HARARE – The editor of The Sunday Mail – the country’s biggest circulating newspaper – was “spoken to” by the information ministry on Sunday after the newspaper was heavily criticised for publishing an article claiming a popular church leader “foretold coronavirus”.

The Mail’s editor, Victoria Ruzvidzo, is a believer and follower of Emmanuel Makandiwa, founder of the United Family International Church (UFIC).

The newspaper was accused of “promoting prophets at the expense of scientific knowledge” by journalist Pedzisayi Ruhanya on Twitter.

Former Herald editor Tichaona Zindoga said the paper was “endangering readers” with “this cheap, religious point-scoring claiming.”

“It constitutes dangerous mysticism and ignorance by the Sunday Mail. It’s an imputation on responsible journalism in a crisis,” Zindoga tweeted.

“I can’t find one way in which this helps a panicked reader to become more informed,” said veteran journalist, Ranga Mberi.

Ndavaningi Mangwana, the government spokesman, responded to Ruhanya’s concerns by revealing that there had been a conversation over the story with the editor.

“The editor has been spoken to. She has taken counsel well.

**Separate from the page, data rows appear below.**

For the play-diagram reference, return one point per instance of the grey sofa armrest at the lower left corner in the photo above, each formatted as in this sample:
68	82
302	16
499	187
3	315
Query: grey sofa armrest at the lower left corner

It won’t happen again,” Mangwana said.

Ruzvidzo denied accusations that she is in Makandiwa’s “media committee”, although admitting she’s a member of the church.

“I respect your views, but for the record I’m not in the UFIC media committee and I don’t hold any leadership position,” she said in response to Ruhanya’s tweet.

Makandiwa’s claimed prophetic powers were the main story on the paper’s page 2, under the headline: ‘Makandiwa foretold the coronavirus.”

The newspaper said it had videos of Makandiwa predicting the coronavirus in 2015, 2016 and in 2017.

“He then made two more prophesies emphasising the seriousness of the strange disease which he said ‘emerged from the sea’,” the Mail reported.

Makandiwa reportedly said the “new disease” would be “more lethal than HIV/AIDS and cancer”.

The coronavirus outbreak was first reported in the central Chinese city of Wuhan, and its source is believed to have been a market which sells live animals.

As at 9AM on March 23, the coronavirus which causes a disease called Covid-19, had killed 14,757 people with over 341,000 infections confirmed in over 150 countries.

Zimbabwe has so far only confirmed two active cases, while tests on a third case were “inconclusive”.